Author: Chris Moss
View album and artist detailsArtist/band: |
Katja Šulc |
Label: |
Casete Mexico |
Magazine Review Date: |
October/2021 |
Slovenian singer-songwriter Katja Šulc’s career began in 2008 with a homage to Mila Kačič, a poet celebrated in her homeland, unknown elsewhere. For the past five years she has developed an interest in the less obvious margins of Mexican literature and music. The fascinating result is Caricias (Caresses), an original conflation of old and new, acoustic and electronic, highbrow and lo-fi. The title-track, and first single, is a poem written by Mexican artist Luna Nikol, delivered breathily against a simple, repeating sequence on Šulc’s ukulele. ‘Nuu ti Biaani’ (There is a Light) is based on a poem written by indigenous poet Irma Pineda. Sung in Zapotec, the language of the ‘cloud people,’ it has a sweet melody, the vocals veering between motherly whisper and shamanic chant. ‘Macochi Pitentzin’ (Sleep, My Little Child), is a minimalistic cover of a traditional Mexican lullaby in Nahuatl, referencing – as only a Mexican lullaby could – the Day of the Dead. You get the drift: this is fieldwork turned into contemporary, experimental folk song.

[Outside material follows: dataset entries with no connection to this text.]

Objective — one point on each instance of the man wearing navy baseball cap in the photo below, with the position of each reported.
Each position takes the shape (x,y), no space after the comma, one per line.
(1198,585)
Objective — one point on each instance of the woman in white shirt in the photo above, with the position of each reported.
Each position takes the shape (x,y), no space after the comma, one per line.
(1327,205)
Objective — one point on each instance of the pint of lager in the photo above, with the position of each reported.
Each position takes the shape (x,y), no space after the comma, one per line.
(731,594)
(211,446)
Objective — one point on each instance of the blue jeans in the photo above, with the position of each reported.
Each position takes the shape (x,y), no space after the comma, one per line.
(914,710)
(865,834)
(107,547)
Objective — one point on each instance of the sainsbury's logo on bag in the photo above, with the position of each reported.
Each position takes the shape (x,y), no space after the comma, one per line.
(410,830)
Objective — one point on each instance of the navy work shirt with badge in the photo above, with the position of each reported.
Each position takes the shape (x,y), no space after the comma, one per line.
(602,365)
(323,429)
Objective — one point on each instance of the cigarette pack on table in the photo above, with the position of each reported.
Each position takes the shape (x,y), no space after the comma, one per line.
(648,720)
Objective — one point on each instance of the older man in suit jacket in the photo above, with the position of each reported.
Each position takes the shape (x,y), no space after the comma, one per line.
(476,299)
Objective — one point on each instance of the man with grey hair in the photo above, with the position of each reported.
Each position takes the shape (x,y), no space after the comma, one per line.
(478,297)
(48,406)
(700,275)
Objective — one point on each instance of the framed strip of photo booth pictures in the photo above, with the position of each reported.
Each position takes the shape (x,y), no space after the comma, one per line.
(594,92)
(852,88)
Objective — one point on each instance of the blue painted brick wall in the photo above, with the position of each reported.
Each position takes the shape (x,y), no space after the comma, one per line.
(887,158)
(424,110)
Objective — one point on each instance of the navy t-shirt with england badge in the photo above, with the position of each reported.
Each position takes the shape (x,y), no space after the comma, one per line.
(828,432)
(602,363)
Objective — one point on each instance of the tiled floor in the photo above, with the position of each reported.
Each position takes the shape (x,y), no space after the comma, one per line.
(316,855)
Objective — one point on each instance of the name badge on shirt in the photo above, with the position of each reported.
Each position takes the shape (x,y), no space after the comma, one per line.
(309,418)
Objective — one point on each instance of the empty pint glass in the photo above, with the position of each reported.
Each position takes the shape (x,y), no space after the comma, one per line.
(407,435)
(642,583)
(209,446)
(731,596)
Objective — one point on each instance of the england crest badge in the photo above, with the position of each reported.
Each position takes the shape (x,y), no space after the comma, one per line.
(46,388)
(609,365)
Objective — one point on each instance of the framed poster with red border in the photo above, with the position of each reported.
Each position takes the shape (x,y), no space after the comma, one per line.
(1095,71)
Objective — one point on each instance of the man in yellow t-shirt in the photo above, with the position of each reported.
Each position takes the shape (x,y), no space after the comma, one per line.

The most interesting songs, or parts of songs, are where Šulc’s voice and assorted instruments – charango, guiro, synths, percussion – conspire to create a kind of hypnotic, ethereal pulse. She is almost thrilling when she abandons the merely lyrical and explores pure sound. A standout track is ‘Sombra Que Besa’ (Shadow That Kisses), on which layered vocals suggest nothing so much as a buzzing bee, and yet her intensity and the effects bring to this a charged, erotic quality. Caricias is fascinating, not fitting into any neat genres or boxes, and never boring or merely foot-tapping. Šulc’s Spanish is excellent, but wobbles slightly when she overstresses and her Slovenian interferes; she is best when sighing, whispering, moaning and panting. Aren’t we all?